Data ingestion framework Simplified
The image depicts the unlimited opportunities a woman has in front of her. Banner created using canva.com

Data ingestion framework Simplified

In an enterprise setup, a data ingestion framework is used to help govern and manage ingestion efficiently. What is a data ingestion framework? why do we need one? And what should you consider while building a framework? We will discuss them in this article.

1. What is a data ingestion framework?

Data ingestion framework is like a software framework that can be used for various types of data ingestions either by merely having configurations settings or minimal code. We will also talk about Feed and Run, the understanding of which will help comprehend the rest of the article.

A Feed is a setup done in the framework to connect the source to the target. A Run is an activity performed when a Feed is triggered. Hence, a Feed can run many Runs depending upon how many times it was triggered.

2. Why do we need a data ingestion framework?

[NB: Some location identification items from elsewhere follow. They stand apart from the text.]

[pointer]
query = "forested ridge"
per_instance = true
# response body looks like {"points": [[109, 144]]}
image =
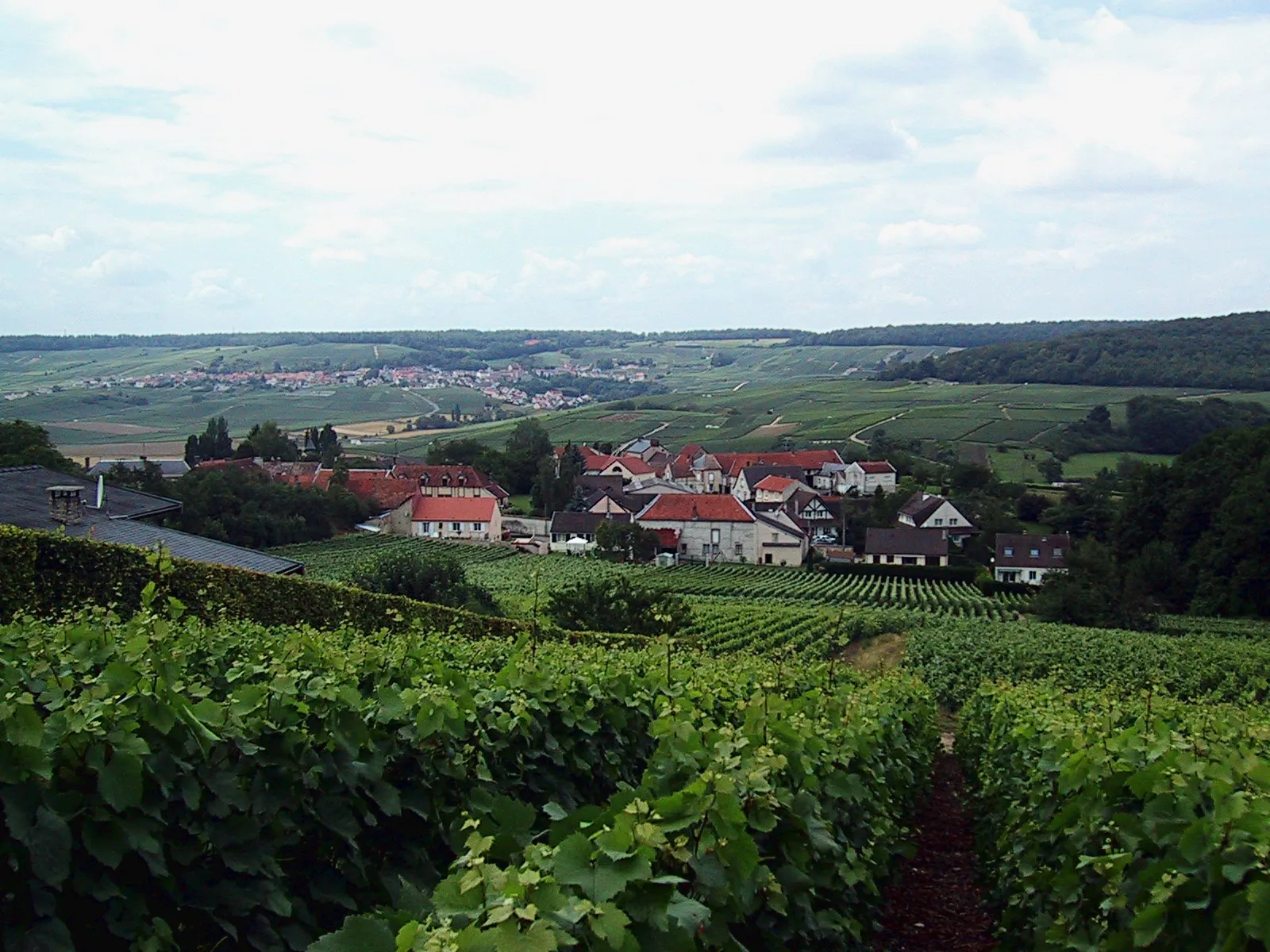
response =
{"points": [[950, 334], [1232, 351], [501, 344]]}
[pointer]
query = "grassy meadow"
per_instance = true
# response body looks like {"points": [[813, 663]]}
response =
{"points": [[761, 393]]}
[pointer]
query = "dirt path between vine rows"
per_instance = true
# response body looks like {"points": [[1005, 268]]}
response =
{"points": [[935, 903]]}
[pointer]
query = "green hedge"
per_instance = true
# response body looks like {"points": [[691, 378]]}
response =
{"points": [[1113, 823], [44, 574]]}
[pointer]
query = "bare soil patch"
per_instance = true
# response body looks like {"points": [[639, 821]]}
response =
{"points": [[876, 654], [772, 429], [935, 904], [159, 450]]}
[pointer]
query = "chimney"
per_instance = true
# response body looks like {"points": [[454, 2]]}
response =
{"points": [[67, 505]]}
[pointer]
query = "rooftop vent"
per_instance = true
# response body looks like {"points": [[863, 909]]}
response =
{"points": [[67, 505]]}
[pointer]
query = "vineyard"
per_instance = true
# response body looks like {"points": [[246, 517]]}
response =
{"points": [[512, 578]]}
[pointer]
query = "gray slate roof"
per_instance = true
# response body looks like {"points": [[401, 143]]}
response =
{"points": [[171, 469], [906, 541], [25, 503], [1051, 551], [25, 498]]}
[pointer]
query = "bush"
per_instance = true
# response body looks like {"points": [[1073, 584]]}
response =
{"points": [[903, 571], [423, 578], [44, 574]]}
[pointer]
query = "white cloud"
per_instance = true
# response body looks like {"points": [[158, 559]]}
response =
{"points": [[891, 296], [219, 289], [444, 143], [337, 254], [1085, 247], [892, 270], [124, 270], [468, 287], [924, 234], [59, 240]]}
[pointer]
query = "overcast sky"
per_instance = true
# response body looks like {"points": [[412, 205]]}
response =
{"points": [[190, 167]]}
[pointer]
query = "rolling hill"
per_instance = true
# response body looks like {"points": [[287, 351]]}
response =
{"points": [[1230, 352]]}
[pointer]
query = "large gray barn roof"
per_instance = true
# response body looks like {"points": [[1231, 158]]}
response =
{"points": [[25, 503]]}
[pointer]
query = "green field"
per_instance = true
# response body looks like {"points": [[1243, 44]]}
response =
{"points": [[467, 782], [810, 395]]}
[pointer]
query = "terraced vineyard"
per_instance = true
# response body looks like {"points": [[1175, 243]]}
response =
{"points": [[512, 579], [778, 626]]}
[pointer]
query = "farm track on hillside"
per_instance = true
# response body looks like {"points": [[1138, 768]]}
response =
{"points": [[935, 903]]}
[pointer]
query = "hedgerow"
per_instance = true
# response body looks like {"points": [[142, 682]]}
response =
{"points": [[956, 657], [770, 828], [44, 574]]}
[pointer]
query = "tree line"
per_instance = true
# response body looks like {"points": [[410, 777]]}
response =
{"points": [[1230, 352], [1193, 536], [1157, 424], [948, 334]]}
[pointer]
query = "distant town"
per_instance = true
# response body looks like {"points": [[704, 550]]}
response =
{"points": [[497, 384]]}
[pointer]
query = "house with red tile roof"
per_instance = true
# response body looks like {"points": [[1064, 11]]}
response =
{"points": [[776, 489], [629, 467], [859, 479], [473, 518], [721, 528], [806, 460], [743, 486]]}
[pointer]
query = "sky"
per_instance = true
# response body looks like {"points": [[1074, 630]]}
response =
{"points": [[179, 168]]}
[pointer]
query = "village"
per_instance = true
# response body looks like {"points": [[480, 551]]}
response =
{"points": [[776, 508]]}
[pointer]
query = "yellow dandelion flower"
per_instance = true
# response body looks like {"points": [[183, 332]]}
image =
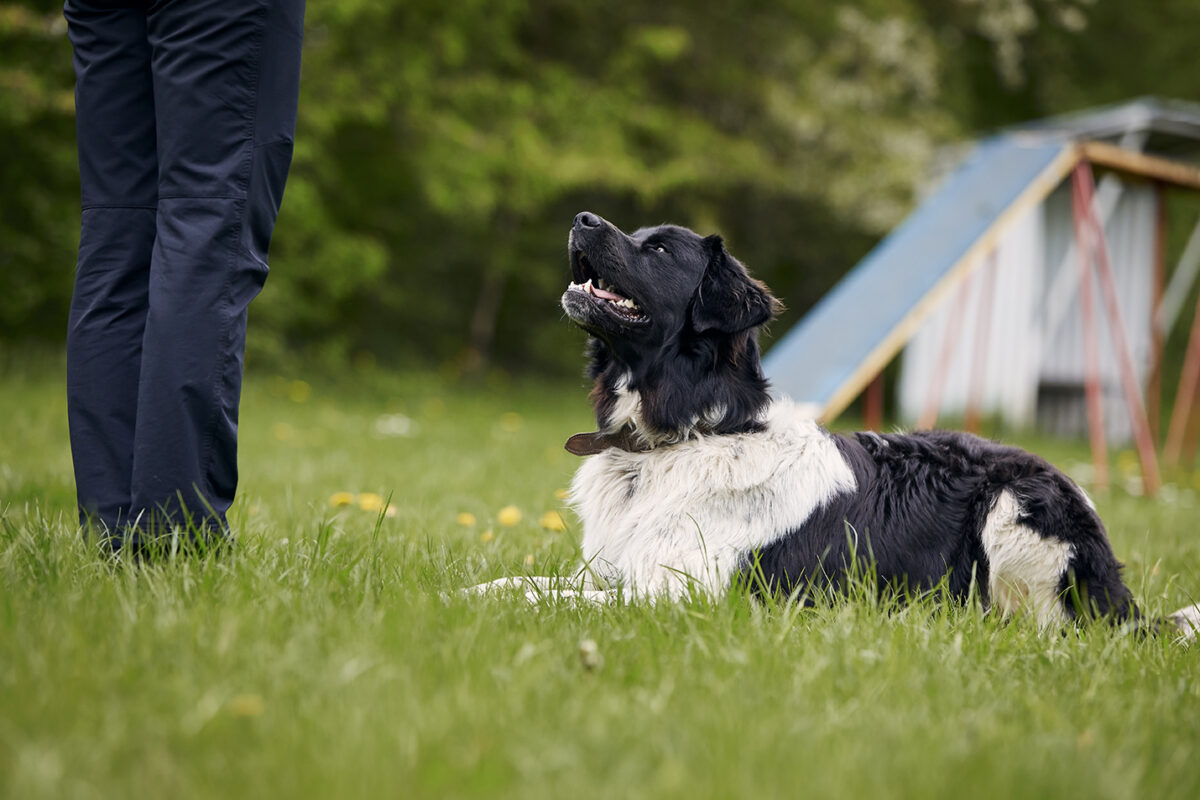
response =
{"points": [[370, 501], [508, 516], [553, 521], [247, 705], [299, 391]]}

No alt text provided for this image

Ingestion is a straightforward process and you can write a piece of code to move data rather than build an expensive framework that does the same by calling the same code. Hence, the question arises: why do we need the framework in the first place? I have listed down the top four important reasons.

2.1. Automation:

You will have an ingestion requirement to fulfil from the same source to the target combination regularly. An ingestion framework will help automate the same.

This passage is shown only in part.